Congress party leaders Rahul Gandhi, Sonia Gandhi, A.K. Antony and others protest on July 11, accusing the ruling Bharatiya Janata Party of engineering defections of their party members in the states of Goa and Karnataka. (IANS photo)
Eight Catholic politicians were among 10 legislators in India's Goa state
who deserted the opposition Congress party to join the ruling Bharatiya Janata Party (BJP). The July 10 defections boosted the pro-Hindu party's hold on power in the 40-seat state legislature by giving it 27 seats in all. The opposition Congress, which won 17 seats in 2017 elections, was thereby reduced to five seats.
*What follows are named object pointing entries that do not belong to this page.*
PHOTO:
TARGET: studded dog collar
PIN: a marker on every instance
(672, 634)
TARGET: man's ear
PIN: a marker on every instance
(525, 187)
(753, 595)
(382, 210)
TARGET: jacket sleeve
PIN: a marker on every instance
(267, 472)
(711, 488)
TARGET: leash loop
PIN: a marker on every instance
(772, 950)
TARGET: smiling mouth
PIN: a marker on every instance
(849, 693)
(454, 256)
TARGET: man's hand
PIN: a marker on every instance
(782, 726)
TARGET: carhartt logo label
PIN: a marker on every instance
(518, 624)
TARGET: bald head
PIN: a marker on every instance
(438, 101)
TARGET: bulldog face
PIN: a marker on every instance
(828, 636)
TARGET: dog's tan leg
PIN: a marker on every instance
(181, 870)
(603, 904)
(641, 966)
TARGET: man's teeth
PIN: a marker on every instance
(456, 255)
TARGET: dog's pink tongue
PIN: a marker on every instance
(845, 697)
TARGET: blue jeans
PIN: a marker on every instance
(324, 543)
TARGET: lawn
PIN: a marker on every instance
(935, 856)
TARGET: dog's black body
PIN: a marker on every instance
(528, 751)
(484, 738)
Two of them had earlier also joined the BJP. "This is a crisis not for Congress but for Goa as the Congress legislators have broken the trust that the voters reposed in them and joined the BJP," said Father Victor Ferrao
, a seminary teacher. "Sometimes principles are dumped for pragmatism. Today politics kills democracy in the very name of democracy." Catholics play a crucial political role in the state, a former Portuguese colony on India's west coast. Some 25 percent of its 1.4 million people are Christians, almost all of them Catholics.
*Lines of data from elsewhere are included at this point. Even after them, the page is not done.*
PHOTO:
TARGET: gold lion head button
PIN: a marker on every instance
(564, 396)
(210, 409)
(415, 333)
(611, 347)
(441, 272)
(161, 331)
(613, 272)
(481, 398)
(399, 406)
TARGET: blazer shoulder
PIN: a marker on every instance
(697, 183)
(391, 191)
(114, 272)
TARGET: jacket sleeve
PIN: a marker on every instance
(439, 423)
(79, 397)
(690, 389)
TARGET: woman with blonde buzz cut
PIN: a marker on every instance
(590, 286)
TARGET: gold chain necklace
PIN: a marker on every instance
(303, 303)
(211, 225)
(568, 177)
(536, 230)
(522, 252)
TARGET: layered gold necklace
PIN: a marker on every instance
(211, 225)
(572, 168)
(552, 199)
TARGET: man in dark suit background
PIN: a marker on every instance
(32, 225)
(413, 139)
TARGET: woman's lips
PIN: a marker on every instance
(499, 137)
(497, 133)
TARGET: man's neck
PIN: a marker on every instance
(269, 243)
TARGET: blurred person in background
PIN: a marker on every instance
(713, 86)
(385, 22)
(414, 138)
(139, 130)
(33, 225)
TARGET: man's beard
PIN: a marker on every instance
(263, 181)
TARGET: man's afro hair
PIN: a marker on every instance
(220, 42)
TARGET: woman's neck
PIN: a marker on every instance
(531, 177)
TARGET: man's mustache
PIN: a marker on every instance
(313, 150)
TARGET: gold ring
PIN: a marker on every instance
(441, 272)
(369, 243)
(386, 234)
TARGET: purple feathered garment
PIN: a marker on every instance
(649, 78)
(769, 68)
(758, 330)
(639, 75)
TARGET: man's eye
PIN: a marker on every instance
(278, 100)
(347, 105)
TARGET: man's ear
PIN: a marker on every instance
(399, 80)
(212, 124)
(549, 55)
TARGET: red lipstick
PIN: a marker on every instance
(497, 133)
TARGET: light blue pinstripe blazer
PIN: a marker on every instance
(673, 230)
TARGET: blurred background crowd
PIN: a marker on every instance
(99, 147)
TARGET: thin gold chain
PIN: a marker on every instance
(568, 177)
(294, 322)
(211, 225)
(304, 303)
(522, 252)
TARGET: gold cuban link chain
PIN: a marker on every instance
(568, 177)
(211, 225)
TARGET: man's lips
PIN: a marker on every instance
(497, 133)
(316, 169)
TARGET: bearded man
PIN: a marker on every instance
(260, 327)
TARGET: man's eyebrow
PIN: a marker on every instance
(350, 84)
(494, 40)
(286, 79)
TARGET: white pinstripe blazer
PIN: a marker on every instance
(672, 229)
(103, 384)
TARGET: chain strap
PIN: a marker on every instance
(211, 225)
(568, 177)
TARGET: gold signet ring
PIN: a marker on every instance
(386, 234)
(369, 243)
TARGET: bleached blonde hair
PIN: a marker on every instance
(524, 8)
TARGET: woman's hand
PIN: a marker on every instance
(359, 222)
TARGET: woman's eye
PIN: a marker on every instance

The defecting legislators told media that the switch was to ensure there are development projects for their local areas such as improved roads and water supplies. Father Eremito Rebelo
, a social activist, admitted that jobs and welfare programs were being "dished out" predominantly to constituents from the ruling party. The constituencies of Congress legislators were being ignored, he complained. However, he questioned the logic of changing their party allegiance for this reason alone. The former Congress members should have instead fought against "political favoritism" as opposition members of Goa's legislature. After all, tax was collected from everyone, irrespective of their party loyalties, Father Rebelo said. "If they were Christians by faith, they would not have done this," the priest added. "It shows the shallowness of the Christian values within them." The BJP won only 15 seats in the house against 17 for Congress. Yet the BJP in a post-poll alliance joined with a local party with three seats as well as with three independent candidates to form government with a 21-seat simple majority. "We need another political system," said parishioner Shirley Peres. "Now, even if you elect a non-BJP member, the BJP makes him their own." However, political observers say the move will not augur well for the BJP because it has upset original BJP legislative members aspiring to rise through the ranks to obtain ministerial positions. BJP leaders indicated there will be a reshuffle in the state cabinet to offer ministerial roles to some of the newcomers, something that could anger sitting ministers who consequently lose their jobs. An anti-defection law allows for mergers if two-thirds of the elected members of a party join with another party.